App researcher and enthusiast Jane Wong found out about the unreleased feature. They shared via Twitter a screenshot of a Secret Conversation with audio and video call icons on the top corner. It also says the calls will be "end-to-end encrypted across all your active mobile devices."
The encrypted video and audio call feature will be an extended capability of the secret conversations released in 2016.
Messages sent in "secret conversations" are end-to-end encrypted. It means that only the sender and the receiver have access to the messages. Not even Facebook can see them. Additionally, the messages will only be available on selected devices. Users can also set timers that will make the messages disappear after the indicated period.
The secret conversation feature of Messenger uses the same protocol as Signal, an open-source privacy-focused messaging app developed by Open Whisper Systems.
Facebook rolled out this feature to protect users when discussing private information, which may be related to health issues, illnesses, or when sending financial information. With the addition of encrypted audio and video calls, the feature will have more use cases.
However, it is still unclear if and when the extended capability of the secret conversation feature will be released.
Expected Resistance from Governments
Should Facebook enable end-to-end encrypted audio and video calls, they can expect opposition from various governments.

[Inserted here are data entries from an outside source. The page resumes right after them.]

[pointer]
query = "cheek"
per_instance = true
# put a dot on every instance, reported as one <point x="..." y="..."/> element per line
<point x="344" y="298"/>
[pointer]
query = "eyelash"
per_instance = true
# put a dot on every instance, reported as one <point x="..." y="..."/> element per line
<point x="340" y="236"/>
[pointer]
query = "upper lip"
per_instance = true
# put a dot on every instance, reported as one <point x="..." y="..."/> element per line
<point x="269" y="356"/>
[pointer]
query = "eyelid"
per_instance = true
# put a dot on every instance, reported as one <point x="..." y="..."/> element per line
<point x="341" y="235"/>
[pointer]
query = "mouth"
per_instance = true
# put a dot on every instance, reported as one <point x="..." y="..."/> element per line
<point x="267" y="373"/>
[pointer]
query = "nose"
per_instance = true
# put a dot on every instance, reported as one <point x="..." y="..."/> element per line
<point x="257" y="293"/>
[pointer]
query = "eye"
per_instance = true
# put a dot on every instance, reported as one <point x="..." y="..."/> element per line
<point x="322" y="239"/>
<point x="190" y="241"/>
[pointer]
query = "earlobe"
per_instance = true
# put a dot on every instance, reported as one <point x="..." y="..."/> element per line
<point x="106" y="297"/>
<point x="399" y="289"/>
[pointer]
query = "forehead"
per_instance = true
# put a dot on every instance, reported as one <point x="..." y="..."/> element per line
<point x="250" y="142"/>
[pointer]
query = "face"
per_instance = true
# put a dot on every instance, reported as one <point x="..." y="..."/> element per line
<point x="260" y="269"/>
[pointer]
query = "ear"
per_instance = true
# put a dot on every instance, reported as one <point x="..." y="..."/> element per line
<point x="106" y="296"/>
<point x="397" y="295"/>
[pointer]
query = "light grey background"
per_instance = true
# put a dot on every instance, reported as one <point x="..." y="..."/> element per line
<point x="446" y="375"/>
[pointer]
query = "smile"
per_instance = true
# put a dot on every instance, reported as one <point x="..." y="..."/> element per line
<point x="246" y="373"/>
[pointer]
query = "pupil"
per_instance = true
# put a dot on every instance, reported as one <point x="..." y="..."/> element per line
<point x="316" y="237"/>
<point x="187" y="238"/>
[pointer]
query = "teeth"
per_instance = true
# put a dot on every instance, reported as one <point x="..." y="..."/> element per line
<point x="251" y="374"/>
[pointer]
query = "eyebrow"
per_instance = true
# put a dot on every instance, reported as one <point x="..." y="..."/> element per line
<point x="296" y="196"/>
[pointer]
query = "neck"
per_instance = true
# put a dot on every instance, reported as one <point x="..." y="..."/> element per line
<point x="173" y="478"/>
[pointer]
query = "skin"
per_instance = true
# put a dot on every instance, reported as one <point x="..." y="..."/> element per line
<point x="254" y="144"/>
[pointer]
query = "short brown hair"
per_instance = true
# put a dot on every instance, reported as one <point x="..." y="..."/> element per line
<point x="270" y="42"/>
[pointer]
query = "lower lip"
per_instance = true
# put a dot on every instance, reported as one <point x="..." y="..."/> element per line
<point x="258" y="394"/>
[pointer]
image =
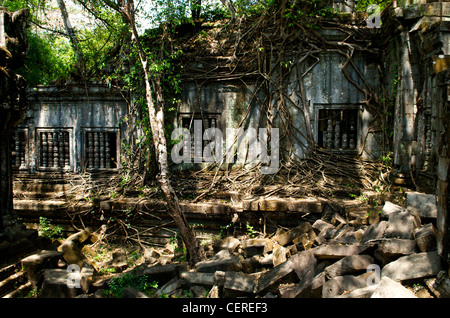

In an open letter, government officials from the United Kingdom, the United States, and Australia called on Facebook to stop their plans for end-to-end encryption across their messaging app.
According to them, "companies should not deliberately design their systems to preclude any form of access to content, even for preventing or investigating the most serious crimes." Law enforcement agencies fear that encryption of the messaging apps will prevent them from investigating illegal activities conducted via Facebook and similar apps.
However, Facebook frowned upon this proposal of governments to build backdoors in their apps. In a closed-door meeting with employees, Mark Zuckerberg, CEO of Facebook, said: "We think it is the right thing to protect people's privacy more, so we will go defend that when the time is right."
A Privacy-Focused Approach
Facebook did not have a reputation for protective privacy services, so the company's turn to a privacy-focused approach made headlines. In a post by Zuckerberg, he explained his belief that "the future of communication will increasingly shift to private, encrypted services." People will want a world where they can speak privately and live freely.
Their privacy-focused platform was built around seven principles—including private interactions, encryption, reducing permanence, safety, interoperability, and secure data storage.